(65) 64712744|info@boneclinic.com.sg

Heel Pain Clinic

Heel pain is most often caused by plantar fasciitis, a condition that is sometimes also called heel spur syndrome when a spur is present. Heel pain may also be due to other causes, such as a stress fracture, tendonitis, arthritis, nerve irritation, or, rarely, a cyst.

Because there are several potential causes, it is important to have heel pain properly diagnosed. A foot and ankle surgeon is able to distinguish between all the possibilities and determine the underlying source of your heel pain.

Plantar Fasciitis and Heel Spur

What Is Plantar Fasciitis?
Plantar fasciitis is an inflammation of the band of tissue (the plantar fascia) that extends from the heel to the toes. In this condition, the fascia first becomes irritated and then inflamed, resulting in heel pain.

Causes
The most common cause of plantar fasciitis relates to faulty structure of the foot. For example, people who have problems with their arches, either overly flat feet or high-arched feet, are more prone to developing plantar fasciitis.

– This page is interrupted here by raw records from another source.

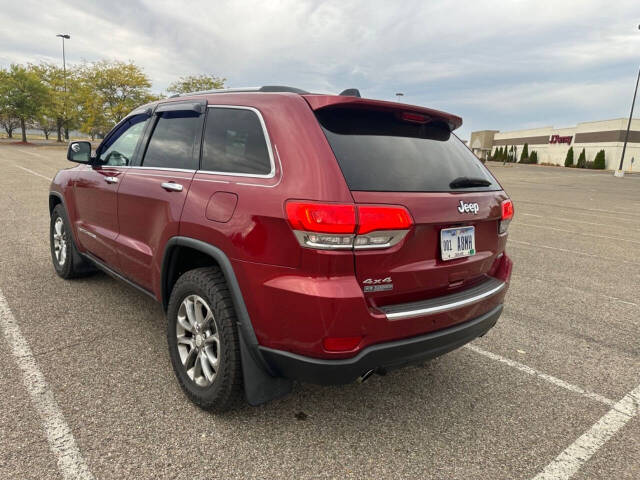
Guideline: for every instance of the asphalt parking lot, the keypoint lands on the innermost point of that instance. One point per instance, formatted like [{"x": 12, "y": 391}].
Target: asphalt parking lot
[{"x": 553, "y": 391}]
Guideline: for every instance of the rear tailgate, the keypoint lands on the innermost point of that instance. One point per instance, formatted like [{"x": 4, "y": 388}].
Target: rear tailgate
[{"x": 393, "y": 154}]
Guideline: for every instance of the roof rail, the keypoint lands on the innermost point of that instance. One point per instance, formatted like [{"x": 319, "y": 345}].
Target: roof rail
[{"x": 265, "y": 88}]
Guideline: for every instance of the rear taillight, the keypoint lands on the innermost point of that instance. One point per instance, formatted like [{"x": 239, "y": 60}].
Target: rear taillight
[
  {"x": 507, "y": 215},
  {"x": 339, "y": 226}
]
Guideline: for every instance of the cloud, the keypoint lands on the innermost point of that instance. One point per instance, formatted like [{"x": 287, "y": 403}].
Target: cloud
[{"x": 497, "y": 64}]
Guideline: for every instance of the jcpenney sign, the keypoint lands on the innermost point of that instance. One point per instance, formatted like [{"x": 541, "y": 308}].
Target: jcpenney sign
[{"x": 559, "y": 139}]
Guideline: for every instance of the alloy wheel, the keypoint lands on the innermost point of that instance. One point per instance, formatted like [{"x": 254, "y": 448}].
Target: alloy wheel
[
  {"x": 198, "y": 340},
  {"x": 59, "y": 241}
]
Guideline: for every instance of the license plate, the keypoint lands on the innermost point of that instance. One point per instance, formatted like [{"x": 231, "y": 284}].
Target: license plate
[{"x": 457, "y": 242}]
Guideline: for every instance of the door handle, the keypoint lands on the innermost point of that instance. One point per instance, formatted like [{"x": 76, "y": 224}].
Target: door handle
[{"x": 172, "y": 186}]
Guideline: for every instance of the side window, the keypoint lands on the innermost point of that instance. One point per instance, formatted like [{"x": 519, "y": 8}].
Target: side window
[
  {"x": 234, "y": 142},
  {"x": 121, "y": 146},
  {"x": 173, "y": 140}
]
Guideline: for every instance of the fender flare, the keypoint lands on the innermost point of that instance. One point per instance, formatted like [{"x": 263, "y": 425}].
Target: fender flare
[
  {"x": 75, "y": 252},
  {"x": 261, "y": 383}
]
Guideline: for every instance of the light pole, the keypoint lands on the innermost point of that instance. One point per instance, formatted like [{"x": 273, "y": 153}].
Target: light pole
[
  {"x": 64, "y": 69},
  {"x": 620, "y": 172}
]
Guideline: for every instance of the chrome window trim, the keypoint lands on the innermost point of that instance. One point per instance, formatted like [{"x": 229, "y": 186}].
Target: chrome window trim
[
  {"x": 444, "y": 307},
  {"x": 272, "y": 172},
  {"x": 165, "y": 169}
]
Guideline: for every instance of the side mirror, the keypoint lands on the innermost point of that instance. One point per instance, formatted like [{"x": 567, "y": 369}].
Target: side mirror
[{"x": 79, "y": 152}]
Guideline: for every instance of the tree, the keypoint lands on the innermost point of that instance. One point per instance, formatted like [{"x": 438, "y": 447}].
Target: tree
[
  {"x": 568, "y": 161},
  {"x": 21, "y": 96},
  {"x": 57, "y": 106},
  {"x": 599, "y": 162},
  {"x": 112, "y": 89},
  {"x": 196, "y": 83},
  {"x": 582, "y": 160},
  {"x": 524, "y": 156},
  {"x": 9, "y": 124}
]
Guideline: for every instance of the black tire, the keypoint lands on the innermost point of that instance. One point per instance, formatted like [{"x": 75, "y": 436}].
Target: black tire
[
  {"x": 226, "y": 388},
  {"x": 67, "y": 261}
]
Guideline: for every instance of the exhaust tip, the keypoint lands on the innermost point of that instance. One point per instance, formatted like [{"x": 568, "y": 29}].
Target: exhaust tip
[{"x": 363, "y": 378}]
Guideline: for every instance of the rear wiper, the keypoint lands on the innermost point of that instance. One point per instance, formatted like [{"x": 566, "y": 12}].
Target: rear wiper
[{"x": 466, "y": 182}]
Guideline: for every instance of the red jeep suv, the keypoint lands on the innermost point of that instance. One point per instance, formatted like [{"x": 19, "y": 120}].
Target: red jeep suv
[{"x": 289, "y": 235}]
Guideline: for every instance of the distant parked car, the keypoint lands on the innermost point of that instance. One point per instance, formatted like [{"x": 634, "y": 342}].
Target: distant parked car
[{"x": 288, "y": 235}]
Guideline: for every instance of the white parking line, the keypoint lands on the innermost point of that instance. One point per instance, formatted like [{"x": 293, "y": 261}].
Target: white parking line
[
  {"x": 23, "y": 150},
  {"x": 579, "y": 452},
  {"x": 571, "y": 220},
  {"x": 584, "y": 234},
  {"x": 578, "y": 209},
  {"x": 573, "y": 289},
  {"x": 59, "y": 435},
  {"x": 566, "y": 250},
  {"x": 31, "y": 171},
  {"x": 543, "y": 376}
]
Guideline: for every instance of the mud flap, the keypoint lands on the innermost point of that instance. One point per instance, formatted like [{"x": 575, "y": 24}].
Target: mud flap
[{"x": 259, "y": 385}]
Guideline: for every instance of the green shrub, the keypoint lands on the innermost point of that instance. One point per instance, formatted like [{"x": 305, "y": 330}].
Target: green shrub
[
  {"x": 568, "y": 161},
  {"x": 582, "y": 160},
  {"x": 599, "y": 162}
]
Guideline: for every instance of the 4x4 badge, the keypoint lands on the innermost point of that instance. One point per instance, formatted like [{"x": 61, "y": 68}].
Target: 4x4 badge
[
  {"x": 378, "y": 284},
  {"x": 468, "y": 207}
]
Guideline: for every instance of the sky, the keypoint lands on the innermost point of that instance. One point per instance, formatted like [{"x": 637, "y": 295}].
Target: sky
[{"x": 502, "y": 65}]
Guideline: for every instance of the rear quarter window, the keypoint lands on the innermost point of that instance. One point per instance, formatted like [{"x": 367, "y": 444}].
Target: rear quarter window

Wearing non-supportive footwear on hard, flat surfaces puts abnormal strain on the plantar fascia and can also lead to plantar fasciitis. This is particularly evident when one’s job requires long hours on the feet. Obesity may also contribute to plantar fasciitis.

Symptoms
The symptoms of plantar fasciitis are:

  • Pain on the bottom of the heel
  • Pain in the arch of the foot
  • Pain that is usually worse upon arising
  • Pain that increases over a period of months

People with plantar fasciitis often describe the pain as worse when they get up in the morning or after they’ve been sitting for long periods of time. After a few minutes of walking the pain decreases, because walking stretches the fascia. For some people the pain subsides but returns after spending long periods of time on their feet.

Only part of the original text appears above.